Abstract

This paper reviews the Academic Entrepreneurship literature according to the emergence of powerful Digital technologies, providing an overview of the state of research and outlining a future research agenda about Digital Academic Entrepreneurship. One hundred and sixty-five journal papers were initially extracted from Scopus and their content was analysed for the paper selection process by two researchers in parallel, plus a third one in case of uncertainty. Finally, fifty-nine papers dealing with digital academic entrepreneurship and published in a variety of academic journals have been analyzed through a content and a bibliometric analysis. Findings show that literature on Digital Academic Entrepreneurship is really scant and dominated by unrelated research. Content analysis provides the emergence of four major research streams: 1) Digital Technologies for Entrepreneurship Education; 2) The “maker space movement” for Academic Entrepreneurship; 3) Digital technologies for discovering entrepreneurial opportunities; 4) Creating entrepreneurial competences in the Digital “University-based” Entrepreneurial ecosystems.
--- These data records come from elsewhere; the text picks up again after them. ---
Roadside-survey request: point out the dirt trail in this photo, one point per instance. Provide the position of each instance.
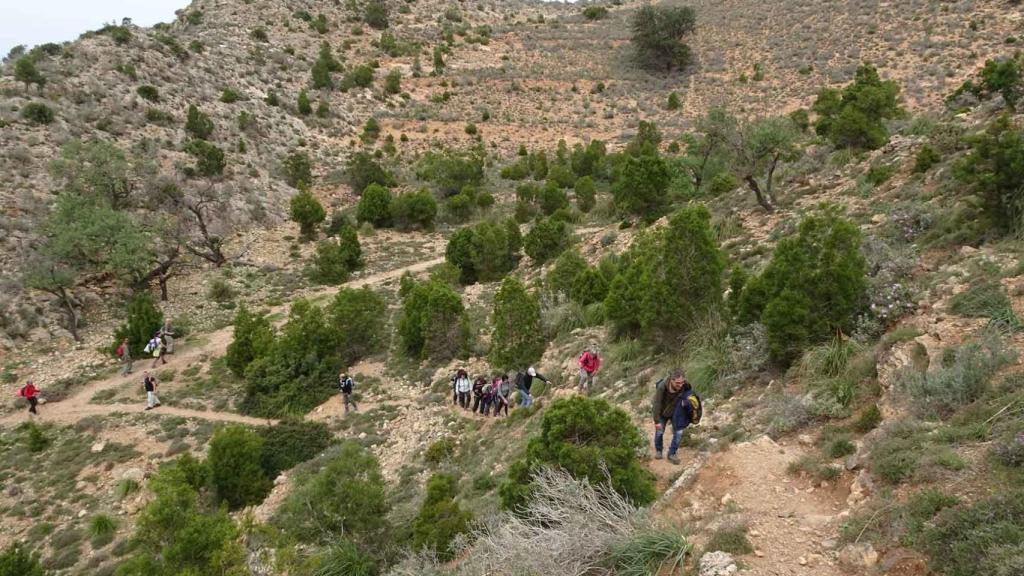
(793, 524)
(77, 406)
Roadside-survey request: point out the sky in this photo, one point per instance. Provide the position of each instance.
(37, 22)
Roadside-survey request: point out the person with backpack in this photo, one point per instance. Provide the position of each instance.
(159, 352)
(346, 385)
(502, 394)
(167, 336)
(674, 402)
(524, 382)
(478, 385)
(463, 386)
(590, 362)
(124, 354)
(486, 398)
(30, 393)
(150, 385)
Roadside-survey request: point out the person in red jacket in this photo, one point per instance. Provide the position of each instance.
(30, 393)
(590, 362)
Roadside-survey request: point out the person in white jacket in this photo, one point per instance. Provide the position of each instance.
(463, 387)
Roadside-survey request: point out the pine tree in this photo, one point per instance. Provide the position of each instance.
(518, 339)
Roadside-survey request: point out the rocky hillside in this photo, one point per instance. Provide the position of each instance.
(847, 300)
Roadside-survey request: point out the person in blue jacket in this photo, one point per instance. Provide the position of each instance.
(671, 404)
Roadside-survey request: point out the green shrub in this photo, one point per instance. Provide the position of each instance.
(392, 82)
(589, 439)
(965, 378)
(452, 171)
(336, 258)
(19, 561)
(656, 36)
(460, 207)
(363, 170)
(148, 92)
(236, 474)
(855, 117)
(812, 288)
(350, 496)
(291, 442)
(925, 159)
(983, 538)
(209, 159)
(359, 77)
(439, 451)
(375, 206)
(589, 287)
(298, 169)
(433, 322)
(307, 211)
(253, 337)
(546, 240)
(670, 280)
(101, 530)
(345, 559)
(198, 124)
(440, 518)
(518, 339)
(991, 169)
(38, 113)
(359, 316)
(175, 535)
(562, 276)
(415, 210)
(142, 320)
(586, 194)
(484, 252)
(642, 186)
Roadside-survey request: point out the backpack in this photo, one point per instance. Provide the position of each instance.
(696, 408)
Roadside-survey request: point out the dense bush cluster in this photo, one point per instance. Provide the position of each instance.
(589, 439)
(484, 252)
(812, 288)
(518, 338)
(855, 116)
(670, 280)
(296, 370)
(433, 322)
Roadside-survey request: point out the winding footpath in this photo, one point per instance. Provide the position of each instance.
(78, 406)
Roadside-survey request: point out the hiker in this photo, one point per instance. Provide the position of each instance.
(478, 384)
(524, 382)
(346, 384)
(150, 384)
(590, 362)
(158, 347)
(124, 353)
(486, 398)
(463, 386)
(502, 394)
(167, 335)
(30, 393)
(672, 404)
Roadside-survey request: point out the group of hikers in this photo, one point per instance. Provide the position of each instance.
(161, 344)
(674, 402)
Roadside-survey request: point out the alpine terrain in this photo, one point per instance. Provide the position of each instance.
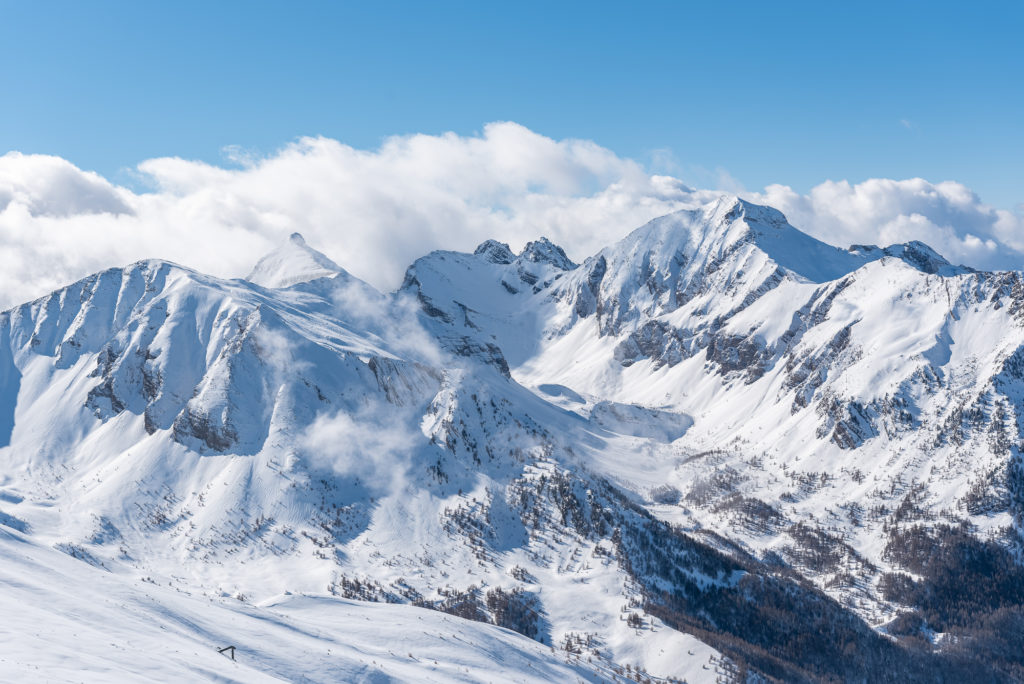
(718, 450)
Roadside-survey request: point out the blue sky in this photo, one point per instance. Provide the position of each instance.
(792, 93)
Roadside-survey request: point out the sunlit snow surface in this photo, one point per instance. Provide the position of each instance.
(190, 463)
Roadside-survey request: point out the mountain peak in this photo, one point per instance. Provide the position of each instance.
(495, 252)
(545, 251)
(292, 263)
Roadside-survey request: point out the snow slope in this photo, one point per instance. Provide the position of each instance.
(676, 456)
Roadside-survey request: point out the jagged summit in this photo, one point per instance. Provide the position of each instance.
(545, 251)
(495, 252)
(292, 263)
(538, 251)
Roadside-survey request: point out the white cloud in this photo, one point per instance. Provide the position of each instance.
(947, 216)
(376, 211)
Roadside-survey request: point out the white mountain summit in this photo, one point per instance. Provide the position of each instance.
(292, 263)
(718, 446)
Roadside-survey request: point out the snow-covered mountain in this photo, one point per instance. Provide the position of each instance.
(718, 447)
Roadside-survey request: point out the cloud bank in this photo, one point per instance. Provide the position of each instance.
(376, 211)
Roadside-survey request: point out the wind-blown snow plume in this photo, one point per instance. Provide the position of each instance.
(376, 211)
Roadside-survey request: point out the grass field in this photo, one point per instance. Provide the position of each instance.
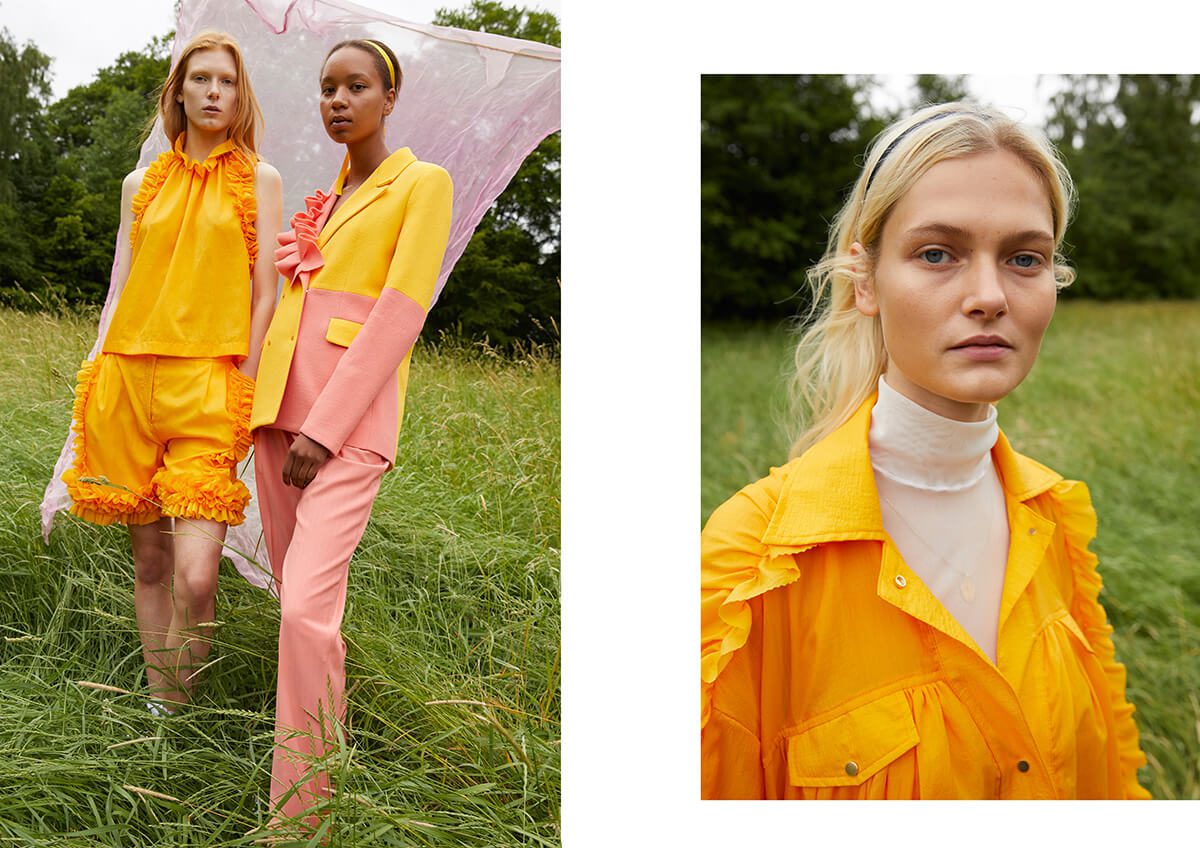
(1114, 401)
(453, 632)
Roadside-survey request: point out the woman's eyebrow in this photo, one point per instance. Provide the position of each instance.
(943, 229)
(352, 74)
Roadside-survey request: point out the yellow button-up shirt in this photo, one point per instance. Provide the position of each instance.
(829, 671)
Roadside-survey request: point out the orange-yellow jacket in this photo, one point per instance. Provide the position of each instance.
(335, 361)
(829, 671)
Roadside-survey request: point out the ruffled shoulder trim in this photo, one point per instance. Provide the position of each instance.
(151, 182)
(736, 567)
(240, 172)
(298, 252)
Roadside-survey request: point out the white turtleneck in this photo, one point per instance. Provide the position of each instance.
(943, 506)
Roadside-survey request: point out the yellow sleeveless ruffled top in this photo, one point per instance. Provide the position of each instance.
(193, 247)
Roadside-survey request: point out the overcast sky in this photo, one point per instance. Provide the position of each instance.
(1023, 96)
(82, 38)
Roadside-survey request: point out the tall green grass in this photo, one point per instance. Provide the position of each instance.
(451, 626)
(1114, 401)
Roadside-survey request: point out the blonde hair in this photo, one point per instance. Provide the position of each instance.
(247, 119)
(840, 355)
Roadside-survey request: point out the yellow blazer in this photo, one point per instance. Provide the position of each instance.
(831, 671)
(335, 360)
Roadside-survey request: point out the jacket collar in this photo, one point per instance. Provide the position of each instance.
(370, 191)
(829, 494)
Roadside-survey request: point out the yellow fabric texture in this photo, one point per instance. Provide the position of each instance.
(373, 240)
(193, 247)
(829, 671)
(168, 432)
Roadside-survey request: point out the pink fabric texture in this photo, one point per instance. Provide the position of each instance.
(473, 102)
(311, 534)
(313, 364)
(363, 373)
(298, 256)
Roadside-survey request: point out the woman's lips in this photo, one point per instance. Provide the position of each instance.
(983, 352)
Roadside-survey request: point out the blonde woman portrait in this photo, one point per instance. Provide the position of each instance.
(910, 606)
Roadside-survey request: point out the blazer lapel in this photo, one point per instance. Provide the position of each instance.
(367, 193)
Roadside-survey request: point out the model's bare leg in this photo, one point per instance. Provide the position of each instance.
(153, 569)
(197, 558)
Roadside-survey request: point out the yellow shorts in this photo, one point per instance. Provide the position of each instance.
(167, 433)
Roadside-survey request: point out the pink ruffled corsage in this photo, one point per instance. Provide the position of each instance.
(298, 257)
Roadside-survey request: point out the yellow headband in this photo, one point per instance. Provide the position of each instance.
(383, 53)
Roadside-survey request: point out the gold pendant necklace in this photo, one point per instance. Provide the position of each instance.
(966, 578)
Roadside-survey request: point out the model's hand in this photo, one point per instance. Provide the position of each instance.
(305, 458)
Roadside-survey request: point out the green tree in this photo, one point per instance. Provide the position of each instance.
(778, 155)
(505, 286)
(1132, 143)
(935, 88)
(97, 131)
(24, 155)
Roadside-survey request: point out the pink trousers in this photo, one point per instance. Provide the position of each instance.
(310, 536)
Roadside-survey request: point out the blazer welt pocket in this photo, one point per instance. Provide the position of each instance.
(851, 747)
(342, 331)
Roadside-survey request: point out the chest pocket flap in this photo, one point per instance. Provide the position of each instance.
(851, 747)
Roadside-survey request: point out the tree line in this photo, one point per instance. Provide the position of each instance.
(61, 164)
(779, 155)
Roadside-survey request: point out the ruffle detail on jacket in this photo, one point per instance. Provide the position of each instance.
(189, 494)
(729, 631)
(298, 253)
(240, 174)
(101, 503)
(737, 566)
(1077, 519)
(239, 403)
(151, 182)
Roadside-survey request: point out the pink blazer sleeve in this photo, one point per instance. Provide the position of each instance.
(396, 318)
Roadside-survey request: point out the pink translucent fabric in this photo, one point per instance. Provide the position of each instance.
(473, 102)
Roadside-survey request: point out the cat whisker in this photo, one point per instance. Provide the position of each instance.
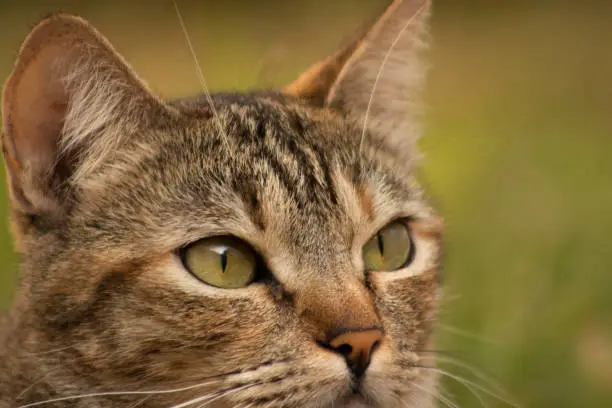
(200, 73)
(437, 395)
(382, 68)
(119, 393)
(476, 372)
(472, 386)
(210, 398)
(464, 333)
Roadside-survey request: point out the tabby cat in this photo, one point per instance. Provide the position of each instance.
(261, 249)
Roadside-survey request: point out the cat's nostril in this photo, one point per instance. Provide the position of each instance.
(356, 346)
(344, 349)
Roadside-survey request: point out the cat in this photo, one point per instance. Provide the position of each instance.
(260, 249)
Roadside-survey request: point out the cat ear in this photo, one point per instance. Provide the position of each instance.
(70, 100)
(375, 79)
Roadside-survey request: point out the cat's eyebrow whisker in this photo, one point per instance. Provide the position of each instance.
(381, 69)
(200, 74)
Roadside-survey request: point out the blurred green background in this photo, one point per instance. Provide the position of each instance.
(519, 159)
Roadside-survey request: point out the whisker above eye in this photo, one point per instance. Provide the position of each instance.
(200, 74)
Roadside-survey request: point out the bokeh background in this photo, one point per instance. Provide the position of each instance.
(519, 159)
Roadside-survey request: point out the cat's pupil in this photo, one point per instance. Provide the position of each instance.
(381, 245)
(223, 257)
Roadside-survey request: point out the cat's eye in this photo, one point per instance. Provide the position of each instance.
(390, 249)
(223, 262)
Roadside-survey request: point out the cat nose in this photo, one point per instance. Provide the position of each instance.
(356, 346)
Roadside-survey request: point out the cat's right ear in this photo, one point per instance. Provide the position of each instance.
(70, 100)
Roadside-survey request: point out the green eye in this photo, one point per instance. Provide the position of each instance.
(221, 261)
(390, 249)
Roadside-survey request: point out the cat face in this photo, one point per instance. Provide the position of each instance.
(233, 250)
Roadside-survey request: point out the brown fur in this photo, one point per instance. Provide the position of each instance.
(108, 182)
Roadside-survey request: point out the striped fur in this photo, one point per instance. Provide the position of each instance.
(107, 316)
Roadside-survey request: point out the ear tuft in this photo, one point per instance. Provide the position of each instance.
(69, 102)
(376, 81)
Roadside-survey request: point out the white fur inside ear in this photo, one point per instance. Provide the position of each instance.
(97, 116)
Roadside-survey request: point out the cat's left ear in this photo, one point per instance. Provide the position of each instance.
(376, 78)
(70, 101)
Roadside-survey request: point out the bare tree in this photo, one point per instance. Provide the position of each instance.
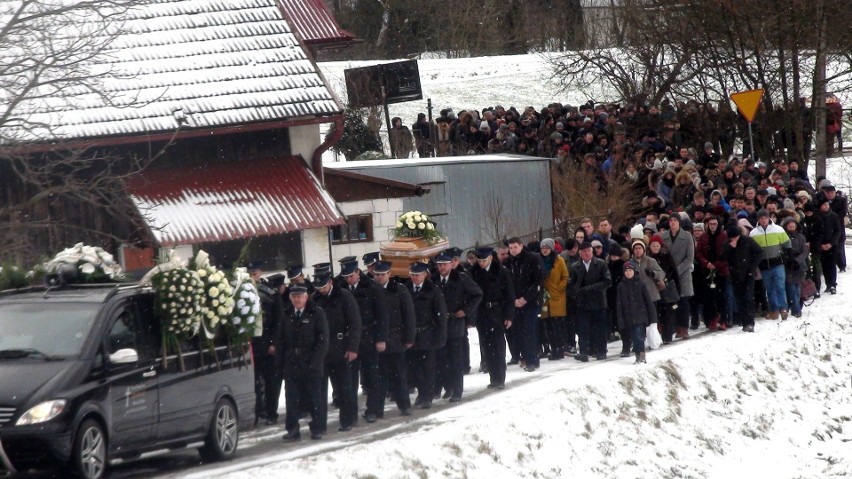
(56, 59)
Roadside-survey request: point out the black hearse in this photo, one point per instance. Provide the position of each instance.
(83, 381)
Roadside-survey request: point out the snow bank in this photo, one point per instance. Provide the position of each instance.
(775, 403)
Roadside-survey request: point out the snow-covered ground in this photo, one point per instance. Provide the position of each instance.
(774, 403)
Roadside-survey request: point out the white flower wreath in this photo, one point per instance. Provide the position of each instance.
(93, 264)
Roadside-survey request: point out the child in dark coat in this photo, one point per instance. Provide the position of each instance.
(635, 308)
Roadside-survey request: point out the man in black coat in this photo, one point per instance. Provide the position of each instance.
(396, 300)
(525, 268)
(344, 328)
(303, 338)
(430, 313)
(828, 243)
(267, 377)
(840, 207)
(495, 312)
(374, 336)
(588, 281)
(462, 296)
(743, 254)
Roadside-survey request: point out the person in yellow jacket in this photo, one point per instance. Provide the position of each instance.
(554, 307)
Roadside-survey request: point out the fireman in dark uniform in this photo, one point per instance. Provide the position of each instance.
(344, 328)
(303, 339)
(374, 336)
(495, 311)
(430, 312)
(462, 296)
(400, 309)
(267, 380)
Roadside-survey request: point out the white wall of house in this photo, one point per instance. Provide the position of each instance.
(384, 212)
(304, 140)
(314, 247)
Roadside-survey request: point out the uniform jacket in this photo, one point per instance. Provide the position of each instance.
(743, 259)
(430, 313)
(272, 306)
(633, 304)
(396, 300)
(588, 288)
(461, 293)
(498, 294)
(304, 342)
(555, 285)
(374, 318)
(344, 322)
(527, 276)
(682, 249)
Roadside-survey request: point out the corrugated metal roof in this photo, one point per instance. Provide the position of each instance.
(213, 63)
(228, 201)
(314, 23)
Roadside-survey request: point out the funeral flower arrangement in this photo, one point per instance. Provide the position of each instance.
(415, 224)
(246, 312)
(91, 264)
(179, 295)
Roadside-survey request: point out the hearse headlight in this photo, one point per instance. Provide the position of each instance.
(42, 412)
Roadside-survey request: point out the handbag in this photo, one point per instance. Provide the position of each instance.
(653, 340)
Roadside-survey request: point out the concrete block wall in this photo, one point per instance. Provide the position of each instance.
(384, 212)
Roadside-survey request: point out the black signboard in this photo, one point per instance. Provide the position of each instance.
(400, 79)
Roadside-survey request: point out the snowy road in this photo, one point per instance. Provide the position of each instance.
(775, 403)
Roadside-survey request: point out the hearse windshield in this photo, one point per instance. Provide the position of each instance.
(49, 331)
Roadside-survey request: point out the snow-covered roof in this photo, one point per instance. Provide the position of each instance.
(203, 63)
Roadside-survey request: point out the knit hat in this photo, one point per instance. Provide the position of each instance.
(637, 232)
(733, 231)
(615, 250)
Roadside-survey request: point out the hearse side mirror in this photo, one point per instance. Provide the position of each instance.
(124, 356)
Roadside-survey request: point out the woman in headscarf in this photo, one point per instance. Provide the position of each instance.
(554, 306)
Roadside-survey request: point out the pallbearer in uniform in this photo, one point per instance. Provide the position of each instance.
(267, 378)
(495, 312)
(344, 328)
(396, 300)
(303, 338)
(430, 313)
(374, 336)
(462, 297)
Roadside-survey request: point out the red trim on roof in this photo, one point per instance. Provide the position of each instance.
(314, 23)
(188, 205)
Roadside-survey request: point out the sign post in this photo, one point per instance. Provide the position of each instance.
(748, 102)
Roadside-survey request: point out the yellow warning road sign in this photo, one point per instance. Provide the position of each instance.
(748, 102)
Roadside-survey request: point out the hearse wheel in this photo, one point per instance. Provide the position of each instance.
(223, 436)
(89, 458)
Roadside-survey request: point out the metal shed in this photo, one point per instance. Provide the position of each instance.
(473, 199)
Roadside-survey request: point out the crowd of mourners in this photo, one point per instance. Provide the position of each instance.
(717, 240)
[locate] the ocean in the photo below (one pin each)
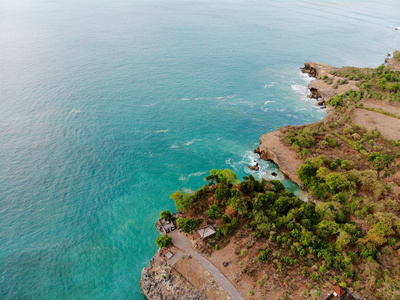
(108, 107)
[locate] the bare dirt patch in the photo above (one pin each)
(393, 108)
(201, 279)
(388, 126)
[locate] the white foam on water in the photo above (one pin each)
(182, 178)
(191, 142)
(73, 112)
(265, 107)
(196, 174)
(250, 103)
(270, 85)
(160, 131)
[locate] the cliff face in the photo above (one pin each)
(160, 282)
(272, 148)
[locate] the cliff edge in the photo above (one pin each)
(161, 282)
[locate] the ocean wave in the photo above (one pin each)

The paper presents the first attempt to provide a comprehensive structured literature review of the disruptive role of digital transformation for the Academic Entrepreneurship. Despite the growing literature on Digital Entrepreneurship, this research area is still fragmented and undertheorized. More systematic and holistic studies, considering both the technological, economic and the social aspects of Academic Entrepreneurship are required.